Github user liancheng commented on a diff in the pull request:
https://github.com/apache/spark/pull/956#discussion_r13582230
--- Diff: sql/core/src/main/scala/org/apache/spark/sql/SQLContext.scala ---
@@ -269,6 +271,22 @@ class SQLContext(@transient val sparkContext:
SparkContext)
protected abstract class QueryExecution {
def logical: LogicalPlan
+ def eagerlyProcess(plan: LogicalPlan): RDD[Row] = plan match {
+ case SetCommand(key, value) =>
--- End diff --
Hi @concretevitamin, previously I thought the only important thing of a
`SchemaRDD` made from an eagerly executed statement (a Hive native command, a
set command, or some insertion command etc.) is its side effect, not the
content of the RDD itself. But now I do agree that when user call `.collect()`
of such an RDD, we should present some meaningful result.

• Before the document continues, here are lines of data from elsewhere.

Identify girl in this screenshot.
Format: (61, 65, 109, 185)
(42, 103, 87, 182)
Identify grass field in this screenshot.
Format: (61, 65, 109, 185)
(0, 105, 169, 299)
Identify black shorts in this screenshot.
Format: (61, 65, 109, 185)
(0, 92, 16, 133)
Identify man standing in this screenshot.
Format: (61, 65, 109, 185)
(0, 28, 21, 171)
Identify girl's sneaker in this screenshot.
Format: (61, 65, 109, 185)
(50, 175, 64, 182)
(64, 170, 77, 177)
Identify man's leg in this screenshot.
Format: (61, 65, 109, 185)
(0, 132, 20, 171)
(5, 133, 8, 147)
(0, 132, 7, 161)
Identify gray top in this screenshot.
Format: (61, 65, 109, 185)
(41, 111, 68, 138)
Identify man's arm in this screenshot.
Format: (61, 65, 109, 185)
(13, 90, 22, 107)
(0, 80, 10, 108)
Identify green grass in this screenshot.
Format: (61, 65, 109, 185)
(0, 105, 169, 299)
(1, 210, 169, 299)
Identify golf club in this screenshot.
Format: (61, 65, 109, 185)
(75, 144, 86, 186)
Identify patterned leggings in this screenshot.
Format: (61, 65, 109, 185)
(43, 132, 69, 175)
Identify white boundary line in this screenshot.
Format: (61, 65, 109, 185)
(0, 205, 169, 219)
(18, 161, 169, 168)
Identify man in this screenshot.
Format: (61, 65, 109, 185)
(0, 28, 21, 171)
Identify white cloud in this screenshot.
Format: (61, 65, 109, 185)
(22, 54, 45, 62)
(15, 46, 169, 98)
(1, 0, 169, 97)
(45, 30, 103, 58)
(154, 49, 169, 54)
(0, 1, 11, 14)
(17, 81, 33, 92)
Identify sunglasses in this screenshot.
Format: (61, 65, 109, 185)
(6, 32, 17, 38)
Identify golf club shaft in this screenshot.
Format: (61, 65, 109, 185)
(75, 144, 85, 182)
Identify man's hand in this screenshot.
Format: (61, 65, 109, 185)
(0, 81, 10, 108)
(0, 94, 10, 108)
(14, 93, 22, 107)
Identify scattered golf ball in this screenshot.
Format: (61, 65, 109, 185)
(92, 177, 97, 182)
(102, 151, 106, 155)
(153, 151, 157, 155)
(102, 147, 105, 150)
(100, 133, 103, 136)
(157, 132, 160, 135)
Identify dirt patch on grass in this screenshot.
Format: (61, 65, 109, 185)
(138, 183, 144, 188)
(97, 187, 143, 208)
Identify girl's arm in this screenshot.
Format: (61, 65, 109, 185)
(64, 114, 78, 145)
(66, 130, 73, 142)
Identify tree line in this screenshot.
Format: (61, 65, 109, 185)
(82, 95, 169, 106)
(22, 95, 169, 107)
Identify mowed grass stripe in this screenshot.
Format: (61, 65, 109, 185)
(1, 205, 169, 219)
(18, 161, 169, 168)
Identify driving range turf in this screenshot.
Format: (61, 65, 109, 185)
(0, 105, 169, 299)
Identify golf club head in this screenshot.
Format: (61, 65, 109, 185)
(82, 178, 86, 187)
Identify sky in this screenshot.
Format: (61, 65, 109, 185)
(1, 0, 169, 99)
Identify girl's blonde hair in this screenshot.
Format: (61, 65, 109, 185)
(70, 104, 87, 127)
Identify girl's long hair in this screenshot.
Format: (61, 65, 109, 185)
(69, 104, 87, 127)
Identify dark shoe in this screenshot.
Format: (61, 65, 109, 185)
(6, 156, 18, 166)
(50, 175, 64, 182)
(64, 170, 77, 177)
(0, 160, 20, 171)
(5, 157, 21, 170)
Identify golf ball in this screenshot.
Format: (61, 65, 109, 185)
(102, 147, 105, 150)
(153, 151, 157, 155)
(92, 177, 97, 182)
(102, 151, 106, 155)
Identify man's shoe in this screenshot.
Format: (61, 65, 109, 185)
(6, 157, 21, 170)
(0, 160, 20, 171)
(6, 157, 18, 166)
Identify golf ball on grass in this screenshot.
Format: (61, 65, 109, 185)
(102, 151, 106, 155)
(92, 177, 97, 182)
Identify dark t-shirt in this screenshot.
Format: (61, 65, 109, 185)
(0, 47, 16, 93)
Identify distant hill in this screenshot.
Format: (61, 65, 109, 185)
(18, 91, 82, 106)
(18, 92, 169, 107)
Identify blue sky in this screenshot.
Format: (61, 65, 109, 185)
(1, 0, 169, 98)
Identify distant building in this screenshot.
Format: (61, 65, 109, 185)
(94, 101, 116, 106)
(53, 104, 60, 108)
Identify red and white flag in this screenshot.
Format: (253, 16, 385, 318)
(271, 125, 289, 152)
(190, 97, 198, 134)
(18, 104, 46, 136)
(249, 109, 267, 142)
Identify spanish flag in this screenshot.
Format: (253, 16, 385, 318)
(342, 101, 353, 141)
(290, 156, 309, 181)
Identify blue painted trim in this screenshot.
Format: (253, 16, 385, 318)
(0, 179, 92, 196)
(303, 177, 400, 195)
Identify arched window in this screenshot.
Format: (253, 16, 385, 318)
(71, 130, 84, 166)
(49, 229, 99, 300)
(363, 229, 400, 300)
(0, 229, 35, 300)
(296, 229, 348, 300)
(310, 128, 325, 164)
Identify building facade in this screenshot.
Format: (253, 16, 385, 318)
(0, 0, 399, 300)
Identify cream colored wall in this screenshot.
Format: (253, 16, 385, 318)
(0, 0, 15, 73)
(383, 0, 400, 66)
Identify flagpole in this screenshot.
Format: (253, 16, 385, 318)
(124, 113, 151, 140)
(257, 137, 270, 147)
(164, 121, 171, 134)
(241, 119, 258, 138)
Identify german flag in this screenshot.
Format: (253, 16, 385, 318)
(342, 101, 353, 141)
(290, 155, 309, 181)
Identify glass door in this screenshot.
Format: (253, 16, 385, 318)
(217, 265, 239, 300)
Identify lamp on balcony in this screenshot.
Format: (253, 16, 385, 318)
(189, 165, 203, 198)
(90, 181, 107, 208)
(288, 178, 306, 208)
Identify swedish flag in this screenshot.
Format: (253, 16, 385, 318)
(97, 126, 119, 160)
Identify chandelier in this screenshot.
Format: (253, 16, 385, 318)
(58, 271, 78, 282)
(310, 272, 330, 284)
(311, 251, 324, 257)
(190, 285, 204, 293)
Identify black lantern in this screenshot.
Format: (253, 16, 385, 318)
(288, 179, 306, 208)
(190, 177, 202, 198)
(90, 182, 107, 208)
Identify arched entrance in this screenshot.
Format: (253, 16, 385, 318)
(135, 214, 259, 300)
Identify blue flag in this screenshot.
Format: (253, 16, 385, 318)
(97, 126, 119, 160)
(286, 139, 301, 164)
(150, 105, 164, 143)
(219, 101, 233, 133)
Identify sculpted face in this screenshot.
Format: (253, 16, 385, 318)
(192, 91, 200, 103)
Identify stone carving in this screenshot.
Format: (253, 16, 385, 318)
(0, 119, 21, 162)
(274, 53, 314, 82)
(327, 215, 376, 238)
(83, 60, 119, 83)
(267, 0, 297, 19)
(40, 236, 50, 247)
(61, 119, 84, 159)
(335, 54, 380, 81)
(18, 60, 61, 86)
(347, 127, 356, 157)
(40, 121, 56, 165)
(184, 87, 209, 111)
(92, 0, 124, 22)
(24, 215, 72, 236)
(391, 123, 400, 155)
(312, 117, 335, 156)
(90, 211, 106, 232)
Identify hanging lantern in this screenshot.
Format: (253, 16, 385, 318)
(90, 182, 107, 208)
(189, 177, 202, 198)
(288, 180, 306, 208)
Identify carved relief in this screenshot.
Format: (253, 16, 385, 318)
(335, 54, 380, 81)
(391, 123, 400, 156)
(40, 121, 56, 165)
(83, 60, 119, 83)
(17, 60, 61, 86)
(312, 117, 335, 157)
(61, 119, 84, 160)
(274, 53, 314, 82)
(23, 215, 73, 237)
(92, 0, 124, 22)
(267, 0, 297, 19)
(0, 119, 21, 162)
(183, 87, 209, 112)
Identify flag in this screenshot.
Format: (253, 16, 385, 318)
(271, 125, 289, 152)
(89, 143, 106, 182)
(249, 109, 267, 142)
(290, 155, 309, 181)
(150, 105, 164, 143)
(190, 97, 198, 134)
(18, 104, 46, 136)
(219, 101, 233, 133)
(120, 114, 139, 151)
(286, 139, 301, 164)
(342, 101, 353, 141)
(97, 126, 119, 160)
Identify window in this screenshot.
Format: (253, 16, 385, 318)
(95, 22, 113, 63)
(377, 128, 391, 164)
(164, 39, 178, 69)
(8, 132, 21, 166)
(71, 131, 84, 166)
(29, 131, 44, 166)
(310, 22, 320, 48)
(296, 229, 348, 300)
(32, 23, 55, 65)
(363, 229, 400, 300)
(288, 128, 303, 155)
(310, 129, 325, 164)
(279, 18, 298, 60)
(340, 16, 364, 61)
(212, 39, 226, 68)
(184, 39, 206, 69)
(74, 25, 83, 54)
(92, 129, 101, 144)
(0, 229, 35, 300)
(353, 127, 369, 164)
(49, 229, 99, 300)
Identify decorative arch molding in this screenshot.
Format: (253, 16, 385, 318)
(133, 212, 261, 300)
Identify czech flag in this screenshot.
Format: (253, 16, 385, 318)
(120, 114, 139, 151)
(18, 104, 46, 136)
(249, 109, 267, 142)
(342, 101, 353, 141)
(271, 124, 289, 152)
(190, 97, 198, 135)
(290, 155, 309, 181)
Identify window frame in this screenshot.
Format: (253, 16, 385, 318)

As for the eager evaluation of the RDD content, IMHO, for command
`SchemaRDD`s, the RDD contents are either empty or usually generated at the
same time when the command is executed (at least I can't find a counter example
in the current code base), thus this shouldn't be an issue.
So I think the constraints presented here are:
1. The side effect of a command `SchemaRDD` should take place eagerly;
1. The side effect of a command `SchemaRDD` should take place once and only
once;
1. When `.collect()` method is called, something meaningful, usually the
output message lines of the command, should be presented.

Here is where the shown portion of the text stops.